Professor Melissa Lane will deliver the Isaiah Berlin Lectures in Michaelmas Term 2024. Professor Lane is Class of 1943 Professor of Politics at Princeton University. Her lectures will take place on the following Tuesdays at 5pm: 29th October, 5 November, 12 November, 19 November, 26 November and 3 December. The first lecture will be held at St Luke's Chapel and lectures two to six will be held in the Philosophy Lecture Room, Radcliffe Humanities.
29 Oct: Genealogies of law and lawgivers from Zaleucus to Hart
Why and how have lawgivers figured in legal and political philosophy, both in history and in theory? The question can be asked of the contemporary legal philosopher Herbert Hart, who discussed a putative sovereign lawgiver dubbed ‘Rex’ as part of his critique of John Austin, before introducing his own genealogical reconstruction of the origin of law. Yet it can also be asked of political theorists such as Jean-Jacques Rousseau, who denied that the ‘great Legislator’ necessary for the institution of a social contract should be sovereign at all. And it can be asked of authors who wrote in ancient Greek, whose ideas about the nature of law and politics were formulated both in practice and in philosophical theorising through appeal to such figures: from classical accounts of Zaleucus (believed to be the first Greek lawgiver) and Lycurgus (the most influential), to the discussion of Moses in comparison to Greek lawgivers by post-classical authors Philo and Josephus (both writing in Greek). I argue that no more than in Hart’s genealogy, or Philip Pettit’s recent reworking thereof, did the ancient Greeks generally understand lawgivers to have been necessary for law to come into being as a social institution.
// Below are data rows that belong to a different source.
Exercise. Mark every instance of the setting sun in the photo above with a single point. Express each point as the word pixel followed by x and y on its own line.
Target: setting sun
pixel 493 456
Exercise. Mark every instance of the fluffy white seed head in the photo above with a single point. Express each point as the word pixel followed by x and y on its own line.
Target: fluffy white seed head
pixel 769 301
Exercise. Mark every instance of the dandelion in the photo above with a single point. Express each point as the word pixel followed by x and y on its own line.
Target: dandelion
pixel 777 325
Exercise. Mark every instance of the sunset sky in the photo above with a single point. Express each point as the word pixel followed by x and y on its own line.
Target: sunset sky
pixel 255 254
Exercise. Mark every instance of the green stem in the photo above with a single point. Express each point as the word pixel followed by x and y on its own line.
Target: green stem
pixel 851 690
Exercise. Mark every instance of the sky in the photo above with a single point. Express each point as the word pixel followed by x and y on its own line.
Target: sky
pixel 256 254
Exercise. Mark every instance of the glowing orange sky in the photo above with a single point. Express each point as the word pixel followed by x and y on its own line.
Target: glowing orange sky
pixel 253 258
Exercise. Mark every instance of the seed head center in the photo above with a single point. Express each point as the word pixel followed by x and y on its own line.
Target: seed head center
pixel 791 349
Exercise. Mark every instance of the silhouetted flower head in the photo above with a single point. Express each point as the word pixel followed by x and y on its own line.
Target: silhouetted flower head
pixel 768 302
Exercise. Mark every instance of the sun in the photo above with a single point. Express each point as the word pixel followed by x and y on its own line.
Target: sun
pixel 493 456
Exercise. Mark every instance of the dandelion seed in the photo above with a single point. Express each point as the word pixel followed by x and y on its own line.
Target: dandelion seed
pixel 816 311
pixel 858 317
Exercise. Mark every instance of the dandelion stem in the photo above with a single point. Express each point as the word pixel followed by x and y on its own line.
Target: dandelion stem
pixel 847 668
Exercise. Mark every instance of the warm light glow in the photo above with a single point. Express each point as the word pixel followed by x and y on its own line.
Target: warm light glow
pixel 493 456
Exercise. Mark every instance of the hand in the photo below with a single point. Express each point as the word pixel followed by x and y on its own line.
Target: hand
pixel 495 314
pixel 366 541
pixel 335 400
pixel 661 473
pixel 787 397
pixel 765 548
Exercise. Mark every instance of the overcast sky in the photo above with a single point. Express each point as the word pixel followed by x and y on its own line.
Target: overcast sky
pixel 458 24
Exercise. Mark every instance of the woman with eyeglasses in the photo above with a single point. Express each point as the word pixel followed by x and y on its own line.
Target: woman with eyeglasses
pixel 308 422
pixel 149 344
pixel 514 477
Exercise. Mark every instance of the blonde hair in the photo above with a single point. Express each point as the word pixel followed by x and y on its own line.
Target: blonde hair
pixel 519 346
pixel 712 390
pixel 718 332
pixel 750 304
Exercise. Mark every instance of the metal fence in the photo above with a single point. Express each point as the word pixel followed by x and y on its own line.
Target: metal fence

Rather, Greek lawgivers can be construed as having served as embodied versions of Hart’s ‘rules of recognition’, making identifiable the relevance and applicability of a particular set of laws to a particular community. Unlike Hart, however, the Greek lawgivers were also construed as having centered the moral purpose of law: each singular lawgiver was attributed with a particular telos or purpose unifying the body of laws that they promulgated. The next lecture explores the role of the telos of the lawgiver.